PipelineOps

CloudFormation vs Terraform: Which IaC Tool for AWS in 2026?

The day our CloudFormation stack crossed 497 resources, I still had three services left to migrate.

TL;DR: We hit CloudFormation's 500-resource-per-stack hard limit in production and had to migrate incrementally to Terraform. The question isn't which tool is better — it's where each one belongs. CloudFormation for pure AWS provisioning; Terraform when you need multi-cloud support, complex module reuse, or cross-team state sharing. Know that distinction upfront and you won't get stuck mid-migration.

What I Was Trying to Do

I joined a platform engineering team at a large SaaS company with one mandate: get all microservices onto Infrastructure as Code.

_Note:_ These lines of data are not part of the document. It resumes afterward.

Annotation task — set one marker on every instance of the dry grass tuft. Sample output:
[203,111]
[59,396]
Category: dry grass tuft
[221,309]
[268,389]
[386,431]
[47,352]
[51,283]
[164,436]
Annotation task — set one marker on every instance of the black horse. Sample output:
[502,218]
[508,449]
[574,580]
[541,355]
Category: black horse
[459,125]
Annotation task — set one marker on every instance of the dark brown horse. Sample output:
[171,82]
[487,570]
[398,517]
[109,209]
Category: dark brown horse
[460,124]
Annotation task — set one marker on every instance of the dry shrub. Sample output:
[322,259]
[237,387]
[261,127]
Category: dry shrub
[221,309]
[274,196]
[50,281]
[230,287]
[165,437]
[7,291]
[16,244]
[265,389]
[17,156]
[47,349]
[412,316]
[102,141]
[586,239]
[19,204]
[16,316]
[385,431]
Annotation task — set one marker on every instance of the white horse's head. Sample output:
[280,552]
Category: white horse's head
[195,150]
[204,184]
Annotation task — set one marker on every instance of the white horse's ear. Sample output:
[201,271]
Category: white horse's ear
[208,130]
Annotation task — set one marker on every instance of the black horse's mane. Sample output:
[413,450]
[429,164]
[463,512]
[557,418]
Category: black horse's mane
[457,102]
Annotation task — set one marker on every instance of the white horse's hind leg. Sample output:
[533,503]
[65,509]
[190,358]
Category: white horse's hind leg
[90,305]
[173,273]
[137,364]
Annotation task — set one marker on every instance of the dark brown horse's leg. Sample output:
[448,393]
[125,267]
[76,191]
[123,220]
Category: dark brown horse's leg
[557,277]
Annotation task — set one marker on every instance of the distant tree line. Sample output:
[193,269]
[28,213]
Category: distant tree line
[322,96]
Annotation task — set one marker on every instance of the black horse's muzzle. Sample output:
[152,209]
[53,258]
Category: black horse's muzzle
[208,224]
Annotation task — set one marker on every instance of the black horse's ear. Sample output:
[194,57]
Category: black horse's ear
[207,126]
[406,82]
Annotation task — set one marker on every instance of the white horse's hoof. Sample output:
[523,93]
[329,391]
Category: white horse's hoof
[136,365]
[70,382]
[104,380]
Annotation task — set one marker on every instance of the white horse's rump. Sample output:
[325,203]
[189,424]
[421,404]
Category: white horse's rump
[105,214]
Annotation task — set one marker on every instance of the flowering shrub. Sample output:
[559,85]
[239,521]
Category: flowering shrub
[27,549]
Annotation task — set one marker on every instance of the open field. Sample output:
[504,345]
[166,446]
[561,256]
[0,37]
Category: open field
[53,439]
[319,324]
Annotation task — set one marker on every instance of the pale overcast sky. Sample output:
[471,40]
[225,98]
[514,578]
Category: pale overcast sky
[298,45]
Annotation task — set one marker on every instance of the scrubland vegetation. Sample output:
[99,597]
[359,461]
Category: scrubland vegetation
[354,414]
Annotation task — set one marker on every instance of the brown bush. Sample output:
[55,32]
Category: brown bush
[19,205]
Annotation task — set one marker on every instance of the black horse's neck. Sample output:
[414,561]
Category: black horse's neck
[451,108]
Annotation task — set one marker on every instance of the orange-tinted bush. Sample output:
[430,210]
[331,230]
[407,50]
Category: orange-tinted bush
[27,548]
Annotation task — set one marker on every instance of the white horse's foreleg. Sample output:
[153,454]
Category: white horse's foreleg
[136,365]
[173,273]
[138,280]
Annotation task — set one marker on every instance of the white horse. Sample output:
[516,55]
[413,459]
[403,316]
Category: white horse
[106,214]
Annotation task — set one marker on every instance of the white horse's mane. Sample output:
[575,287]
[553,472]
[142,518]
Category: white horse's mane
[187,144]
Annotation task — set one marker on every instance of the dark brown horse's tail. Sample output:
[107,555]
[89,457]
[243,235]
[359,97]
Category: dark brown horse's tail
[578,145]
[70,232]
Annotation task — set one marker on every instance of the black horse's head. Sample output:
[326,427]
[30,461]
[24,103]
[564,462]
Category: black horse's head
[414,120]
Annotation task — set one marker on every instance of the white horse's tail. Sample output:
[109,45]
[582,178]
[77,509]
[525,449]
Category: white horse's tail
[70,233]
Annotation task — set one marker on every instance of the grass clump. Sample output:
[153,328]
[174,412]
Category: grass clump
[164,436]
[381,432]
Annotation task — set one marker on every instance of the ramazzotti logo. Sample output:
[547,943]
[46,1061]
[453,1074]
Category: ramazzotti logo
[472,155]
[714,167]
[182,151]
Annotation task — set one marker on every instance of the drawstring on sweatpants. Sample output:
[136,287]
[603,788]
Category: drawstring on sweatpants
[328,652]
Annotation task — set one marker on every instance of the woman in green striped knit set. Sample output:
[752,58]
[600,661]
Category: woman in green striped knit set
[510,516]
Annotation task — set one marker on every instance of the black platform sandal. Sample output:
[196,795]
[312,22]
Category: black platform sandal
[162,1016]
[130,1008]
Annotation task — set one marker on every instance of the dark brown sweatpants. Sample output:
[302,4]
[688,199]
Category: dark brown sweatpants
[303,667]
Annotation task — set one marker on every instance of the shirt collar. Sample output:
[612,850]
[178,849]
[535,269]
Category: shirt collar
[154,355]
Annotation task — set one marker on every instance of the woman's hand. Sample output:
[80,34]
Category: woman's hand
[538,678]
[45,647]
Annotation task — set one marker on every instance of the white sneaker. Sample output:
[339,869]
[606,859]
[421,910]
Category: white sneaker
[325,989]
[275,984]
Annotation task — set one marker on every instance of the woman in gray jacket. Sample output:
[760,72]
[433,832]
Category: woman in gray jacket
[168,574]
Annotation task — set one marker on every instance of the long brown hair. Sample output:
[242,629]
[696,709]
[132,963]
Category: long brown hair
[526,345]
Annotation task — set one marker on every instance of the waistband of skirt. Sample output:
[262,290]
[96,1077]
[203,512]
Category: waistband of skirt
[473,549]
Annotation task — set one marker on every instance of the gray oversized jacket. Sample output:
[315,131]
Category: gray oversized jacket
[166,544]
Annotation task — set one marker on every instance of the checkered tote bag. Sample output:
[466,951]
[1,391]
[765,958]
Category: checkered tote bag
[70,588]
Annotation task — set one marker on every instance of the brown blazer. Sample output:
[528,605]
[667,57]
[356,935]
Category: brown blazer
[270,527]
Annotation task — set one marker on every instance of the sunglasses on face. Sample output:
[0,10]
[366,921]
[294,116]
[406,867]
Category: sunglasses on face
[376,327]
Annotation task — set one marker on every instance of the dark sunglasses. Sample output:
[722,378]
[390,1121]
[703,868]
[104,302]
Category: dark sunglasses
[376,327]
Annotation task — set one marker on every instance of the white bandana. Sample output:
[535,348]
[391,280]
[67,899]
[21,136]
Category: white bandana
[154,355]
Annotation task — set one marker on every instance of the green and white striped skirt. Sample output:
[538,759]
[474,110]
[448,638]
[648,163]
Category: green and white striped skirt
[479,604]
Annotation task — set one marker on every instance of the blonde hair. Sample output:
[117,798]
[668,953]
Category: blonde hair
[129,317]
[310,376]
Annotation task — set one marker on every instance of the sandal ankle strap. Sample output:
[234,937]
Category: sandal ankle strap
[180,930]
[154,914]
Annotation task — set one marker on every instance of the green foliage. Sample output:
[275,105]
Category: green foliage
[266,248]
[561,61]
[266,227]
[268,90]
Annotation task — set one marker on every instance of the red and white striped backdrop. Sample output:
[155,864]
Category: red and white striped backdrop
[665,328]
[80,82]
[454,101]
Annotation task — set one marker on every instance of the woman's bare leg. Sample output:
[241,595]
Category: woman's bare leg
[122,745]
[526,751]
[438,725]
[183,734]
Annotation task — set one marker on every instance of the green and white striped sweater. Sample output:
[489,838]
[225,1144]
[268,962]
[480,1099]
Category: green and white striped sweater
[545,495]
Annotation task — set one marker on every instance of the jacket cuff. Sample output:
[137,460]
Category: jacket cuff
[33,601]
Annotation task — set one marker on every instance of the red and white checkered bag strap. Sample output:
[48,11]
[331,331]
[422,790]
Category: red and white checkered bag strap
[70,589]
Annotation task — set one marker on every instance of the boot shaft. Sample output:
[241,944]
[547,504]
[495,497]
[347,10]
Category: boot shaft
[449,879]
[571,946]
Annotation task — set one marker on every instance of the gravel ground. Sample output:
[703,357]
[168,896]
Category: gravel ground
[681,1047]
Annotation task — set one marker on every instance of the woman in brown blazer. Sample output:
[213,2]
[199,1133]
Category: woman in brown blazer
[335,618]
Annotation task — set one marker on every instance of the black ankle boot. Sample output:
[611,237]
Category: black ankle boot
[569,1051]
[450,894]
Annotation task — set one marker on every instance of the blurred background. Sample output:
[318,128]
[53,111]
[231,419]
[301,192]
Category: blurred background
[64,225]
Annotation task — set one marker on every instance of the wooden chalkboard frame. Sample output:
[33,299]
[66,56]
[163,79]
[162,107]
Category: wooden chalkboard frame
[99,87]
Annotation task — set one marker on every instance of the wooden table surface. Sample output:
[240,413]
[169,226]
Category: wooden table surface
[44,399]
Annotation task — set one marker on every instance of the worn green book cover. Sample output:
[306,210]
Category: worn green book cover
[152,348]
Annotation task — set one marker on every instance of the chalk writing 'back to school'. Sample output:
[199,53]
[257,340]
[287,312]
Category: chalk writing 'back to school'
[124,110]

At the time, 8 of our 12 services were being provisioned by hand in the AWS console, and environment drift had become chronic.

Context: This environment required all resources to be managed within a single AWS account for compliance and audit reasons. A multi-account migration was in progress on a separate team, but until it completed, we had to work within the existing constraints. Similar situations come up in regulated industries, large enterprise legacy environments, and any org mid-way through an AWS Organizations rollout.

Four services were already managed with CloudFormation. It's AWS-native, integrates cleanly with IAM, and has a low barrier to entry. "Let's standardize on CloudFormation" felt like the obvious call. It even supports multi-account deployments through AWS Organizations. And frankly, nobody on the team had real Terraform experience.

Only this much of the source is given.